The first piece of code:

__global__ void rgb2Gray(uchar * rgbData, int * grayData, int * scaleData, int totalSize)
{
	size_t blockSize = blockDim.x * blockDim.y * blockDim.z;
	size_t uniBlockInd = blockIdx.x + blockIdx.y * gridDim.x;
	size_t threadOffset = threadIdx.x + threadIdx.y * blockDim.x
		+ threadIdx.z * blockDim.x * blockDim.y;
	size_t uniThreadInd = uniBlockInd * blockSize + threadOffset;


	if (uniThreadInd / 3 < totalSize)
	{
		grayData[uniThreadInd / 3]++;
	}
}

The second piece of code:

__global__ void rgb2Gray(uchar * rgbData, int * grayData, int * scaleData, int totalSize)
{
	size_t blockSize = blockDim.x * blockDim.y * blockDim.z;
	size_t uniBlockInd = blockIdx.x + blockIdx.y * gridDim.x;
	size_t threadOffset = threadIdx.x + threadIdx.y * blockDim.x
		+ threadIdx.z * blockDim.x * blockDim.y;
	size_t uniThreadInd = uniBlockInd * blockSize + threadOffset;


	if (uniThreadInd / 3 < totalSize && threadIdx.x == 1) {
		grayData[uniThreadInd / 3] ++;
	}

	if (uniThreadInd / 3 < totalSize && threadIdx.x == 0) {
		grayData[uniThreadInd / 3] ++;
	}

	if (uniThreadInd / 3 < totalSize && threadIdx.x == 2) {
		grayData[uniThreadInd / 3] ++;
	}
}

The main function is as shown below:

dim3 nThreadPerBlock(3, 15, 15);
dim3 nBlockPerGrid((rgbMat->cols + 14) / 15, (rgbMat->rows + 14) / 15, 1);
rgb2Gray << <nBlockPerGrid, nThreadPerBlock >> >(dev_rgbData, dev_grayData, dev_scaleData, rgbMat->rows * rgbMat->cols);

The result expected will show that all grayData equals 3, but only the second piece of code show me the right answer. Maybe the first code encounters some problem like data race? Can someone explain that? Thanks for your help.

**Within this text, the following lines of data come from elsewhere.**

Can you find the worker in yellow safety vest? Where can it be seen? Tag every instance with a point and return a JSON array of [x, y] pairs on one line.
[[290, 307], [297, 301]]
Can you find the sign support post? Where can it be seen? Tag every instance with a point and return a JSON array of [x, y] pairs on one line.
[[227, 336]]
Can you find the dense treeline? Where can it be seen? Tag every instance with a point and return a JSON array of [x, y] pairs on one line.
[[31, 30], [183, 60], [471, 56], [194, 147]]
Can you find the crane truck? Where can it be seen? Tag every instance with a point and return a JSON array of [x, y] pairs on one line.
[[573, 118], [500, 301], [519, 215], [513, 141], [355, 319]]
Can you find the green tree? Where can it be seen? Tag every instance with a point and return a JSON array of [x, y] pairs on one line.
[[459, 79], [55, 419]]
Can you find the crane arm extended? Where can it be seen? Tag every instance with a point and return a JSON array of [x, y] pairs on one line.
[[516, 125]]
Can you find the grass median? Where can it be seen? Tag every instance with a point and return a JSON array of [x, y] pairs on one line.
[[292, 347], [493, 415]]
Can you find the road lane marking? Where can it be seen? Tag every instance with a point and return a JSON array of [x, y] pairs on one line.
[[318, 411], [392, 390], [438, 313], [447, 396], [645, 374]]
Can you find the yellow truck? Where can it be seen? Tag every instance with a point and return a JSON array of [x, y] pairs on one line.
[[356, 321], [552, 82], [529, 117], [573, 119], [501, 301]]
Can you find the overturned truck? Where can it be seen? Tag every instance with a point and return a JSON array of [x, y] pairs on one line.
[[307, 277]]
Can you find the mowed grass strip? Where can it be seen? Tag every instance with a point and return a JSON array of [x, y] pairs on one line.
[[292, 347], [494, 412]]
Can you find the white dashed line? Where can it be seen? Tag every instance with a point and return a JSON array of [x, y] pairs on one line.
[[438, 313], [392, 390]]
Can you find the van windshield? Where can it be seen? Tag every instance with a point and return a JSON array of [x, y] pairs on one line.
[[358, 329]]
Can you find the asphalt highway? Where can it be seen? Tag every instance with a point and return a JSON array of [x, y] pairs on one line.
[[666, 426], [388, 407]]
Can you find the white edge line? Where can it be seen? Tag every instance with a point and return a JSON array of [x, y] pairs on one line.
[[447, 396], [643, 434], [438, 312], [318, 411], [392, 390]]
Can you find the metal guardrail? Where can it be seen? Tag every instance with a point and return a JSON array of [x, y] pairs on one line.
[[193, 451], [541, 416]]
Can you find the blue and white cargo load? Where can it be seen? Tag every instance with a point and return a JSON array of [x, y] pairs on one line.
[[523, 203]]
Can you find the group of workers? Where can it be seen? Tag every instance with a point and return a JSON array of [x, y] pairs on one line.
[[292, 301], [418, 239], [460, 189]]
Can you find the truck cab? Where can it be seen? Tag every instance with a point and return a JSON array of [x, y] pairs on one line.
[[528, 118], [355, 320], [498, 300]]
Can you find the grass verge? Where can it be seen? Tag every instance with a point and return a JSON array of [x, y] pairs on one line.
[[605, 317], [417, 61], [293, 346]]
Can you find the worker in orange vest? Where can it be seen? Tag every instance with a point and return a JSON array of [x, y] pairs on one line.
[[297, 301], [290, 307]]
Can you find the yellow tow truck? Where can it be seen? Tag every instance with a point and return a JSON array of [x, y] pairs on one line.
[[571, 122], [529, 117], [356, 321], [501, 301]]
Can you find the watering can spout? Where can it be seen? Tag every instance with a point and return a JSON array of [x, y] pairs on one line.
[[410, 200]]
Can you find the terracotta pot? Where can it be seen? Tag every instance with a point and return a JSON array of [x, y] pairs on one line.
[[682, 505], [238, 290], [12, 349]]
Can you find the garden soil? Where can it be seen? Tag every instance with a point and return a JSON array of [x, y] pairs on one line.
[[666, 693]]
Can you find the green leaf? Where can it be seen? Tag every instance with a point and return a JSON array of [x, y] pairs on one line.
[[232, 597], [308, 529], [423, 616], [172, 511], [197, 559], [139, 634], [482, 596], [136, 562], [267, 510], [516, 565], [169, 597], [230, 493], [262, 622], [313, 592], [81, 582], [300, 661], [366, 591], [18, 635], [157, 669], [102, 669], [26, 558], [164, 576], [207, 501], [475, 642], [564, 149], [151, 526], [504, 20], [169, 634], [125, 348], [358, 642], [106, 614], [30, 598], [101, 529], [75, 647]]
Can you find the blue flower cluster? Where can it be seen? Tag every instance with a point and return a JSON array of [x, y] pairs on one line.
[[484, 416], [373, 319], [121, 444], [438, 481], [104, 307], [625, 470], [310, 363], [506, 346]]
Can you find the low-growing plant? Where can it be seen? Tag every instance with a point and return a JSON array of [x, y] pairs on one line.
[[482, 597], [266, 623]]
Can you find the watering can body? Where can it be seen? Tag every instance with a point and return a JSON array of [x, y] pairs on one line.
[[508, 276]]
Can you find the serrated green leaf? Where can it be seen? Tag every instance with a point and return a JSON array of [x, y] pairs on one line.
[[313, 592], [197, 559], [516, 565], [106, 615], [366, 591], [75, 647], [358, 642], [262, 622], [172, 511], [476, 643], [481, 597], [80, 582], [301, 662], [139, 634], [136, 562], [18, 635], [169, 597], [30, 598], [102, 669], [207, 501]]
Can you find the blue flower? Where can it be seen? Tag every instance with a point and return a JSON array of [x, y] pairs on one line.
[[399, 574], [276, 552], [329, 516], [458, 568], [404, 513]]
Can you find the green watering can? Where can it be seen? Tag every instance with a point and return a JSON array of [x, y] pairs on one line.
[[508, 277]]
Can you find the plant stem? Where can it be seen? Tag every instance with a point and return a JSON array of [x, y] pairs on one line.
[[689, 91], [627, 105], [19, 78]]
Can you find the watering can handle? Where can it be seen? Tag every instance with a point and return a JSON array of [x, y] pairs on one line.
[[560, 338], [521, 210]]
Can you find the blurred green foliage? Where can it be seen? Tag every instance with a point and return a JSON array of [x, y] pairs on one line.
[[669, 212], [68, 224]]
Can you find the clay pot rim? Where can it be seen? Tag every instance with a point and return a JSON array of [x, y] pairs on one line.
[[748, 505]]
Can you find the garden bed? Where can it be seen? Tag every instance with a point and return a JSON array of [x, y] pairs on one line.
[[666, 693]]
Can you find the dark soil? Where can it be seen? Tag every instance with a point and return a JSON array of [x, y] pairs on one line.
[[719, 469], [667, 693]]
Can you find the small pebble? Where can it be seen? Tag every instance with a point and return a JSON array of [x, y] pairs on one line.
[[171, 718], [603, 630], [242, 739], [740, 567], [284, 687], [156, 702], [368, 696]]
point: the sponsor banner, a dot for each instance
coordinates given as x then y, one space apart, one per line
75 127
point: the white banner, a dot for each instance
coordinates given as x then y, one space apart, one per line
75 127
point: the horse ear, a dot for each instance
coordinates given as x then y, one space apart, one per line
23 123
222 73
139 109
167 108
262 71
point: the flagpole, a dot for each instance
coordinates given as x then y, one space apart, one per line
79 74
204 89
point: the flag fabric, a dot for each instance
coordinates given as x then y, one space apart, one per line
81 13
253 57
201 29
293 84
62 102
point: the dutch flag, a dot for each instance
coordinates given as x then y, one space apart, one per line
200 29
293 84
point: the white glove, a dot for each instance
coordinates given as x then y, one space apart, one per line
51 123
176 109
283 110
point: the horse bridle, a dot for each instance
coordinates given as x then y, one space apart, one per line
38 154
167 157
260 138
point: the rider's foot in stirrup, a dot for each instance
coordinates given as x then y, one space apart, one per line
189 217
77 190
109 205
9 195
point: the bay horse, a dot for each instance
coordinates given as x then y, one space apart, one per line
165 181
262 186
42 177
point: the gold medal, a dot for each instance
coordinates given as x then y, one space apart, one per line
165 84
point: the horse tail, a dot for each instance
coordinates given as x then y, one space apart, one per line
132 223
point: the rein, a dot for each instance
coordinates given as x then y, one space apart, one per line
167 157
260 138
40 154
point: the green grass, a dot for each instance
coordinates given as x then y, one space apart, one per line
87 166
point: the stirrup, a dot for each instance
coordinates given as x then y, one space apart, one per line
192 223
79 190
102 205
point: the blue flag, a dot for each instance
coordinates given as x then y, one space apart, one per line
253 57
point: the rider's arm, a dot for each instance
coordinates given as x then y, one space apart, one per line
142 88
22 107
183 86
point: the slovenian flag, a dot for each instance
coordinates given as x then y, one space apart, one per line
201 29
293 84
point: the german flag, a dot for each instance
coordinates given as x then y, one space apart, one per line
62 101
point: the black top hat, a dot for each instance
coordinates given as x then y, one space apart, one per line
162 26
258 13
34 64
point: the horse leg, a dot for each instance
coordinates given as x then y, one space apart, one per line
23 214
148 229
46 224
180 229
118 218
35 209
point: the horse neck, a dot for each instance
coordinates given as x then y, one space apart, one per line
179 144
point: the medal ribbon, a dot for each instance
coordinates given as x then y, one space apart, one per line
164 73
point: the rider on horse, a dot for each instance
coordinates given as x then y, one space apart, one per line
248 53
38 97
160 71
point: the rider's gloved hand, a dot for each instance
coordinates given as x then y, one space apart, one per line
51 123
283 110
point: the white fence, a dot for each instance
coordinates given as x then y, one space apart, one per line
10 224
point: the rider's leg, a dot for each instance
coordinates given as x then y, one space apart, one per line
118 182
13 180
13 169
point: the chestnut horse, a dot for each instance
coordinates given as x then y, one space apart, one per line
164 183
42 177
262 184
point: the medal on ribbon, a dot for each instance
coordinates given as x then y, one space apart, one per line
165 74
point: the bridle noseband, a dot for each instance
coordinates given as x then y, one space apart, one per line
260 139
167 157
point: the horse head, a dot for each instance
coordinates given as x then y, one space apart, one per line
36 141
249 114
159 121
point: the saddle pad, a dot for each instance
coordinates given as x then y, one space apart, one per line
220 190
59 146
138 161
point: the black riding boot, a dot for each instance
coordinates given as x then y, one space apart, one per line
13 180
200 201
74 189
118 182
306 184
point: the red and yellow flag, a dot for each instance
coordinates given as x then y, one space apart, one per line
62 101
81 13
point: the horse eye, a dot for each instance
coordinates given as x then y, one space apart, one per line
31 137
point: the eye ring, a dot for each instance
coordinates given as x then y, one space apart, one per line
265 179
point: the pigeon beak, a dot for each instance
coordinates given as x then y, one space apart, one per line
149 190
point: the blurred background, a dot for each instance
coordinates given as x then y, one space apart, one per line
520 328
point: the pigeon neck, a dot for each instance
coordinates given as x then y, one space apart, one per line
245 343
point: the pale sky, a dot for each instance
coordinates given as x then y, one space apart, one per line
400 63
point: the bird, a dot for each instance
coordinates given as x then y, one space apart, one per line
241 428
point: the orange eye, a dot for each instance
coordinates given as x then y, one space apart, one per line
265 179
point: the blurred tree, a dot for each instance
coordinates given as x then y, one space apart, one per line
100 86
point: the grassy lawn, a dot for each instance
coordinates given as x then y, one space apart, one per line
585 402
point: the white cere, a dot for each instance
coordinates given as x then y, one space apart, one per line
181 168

Replace “maybe” with “for sure” and look up CUDA atomic operations ;)

Thanks for your reply. Now I’m sure that there is data race in the first code piece, but what I’m really confused about is that the second piece code can get the right answer, isn’t there data race in the second piece of code? Or CUDA automatically add some barrier according to threadIdx.x?

There is no data race in the second block. I’m not 100% but I pretty sure the reason is that you only have 3 threads running that access the same memory object. With the if statements helping to delay the last two accesses you are “beating” the data race. I highly suggest you change your code from the current structure though, as if the number of threads is increased at all, the likeliness of a data race occurring goes substantially up.

I would agree with cbuchner1, that you should look up atomic operations if this is the only way you can solve your problem. Otherwise, find a more practical solution that doesn’t use atomic operations and goes around the data race issue.

Thank you for your suggestion. I will look up the chapter about atomic operations for more information.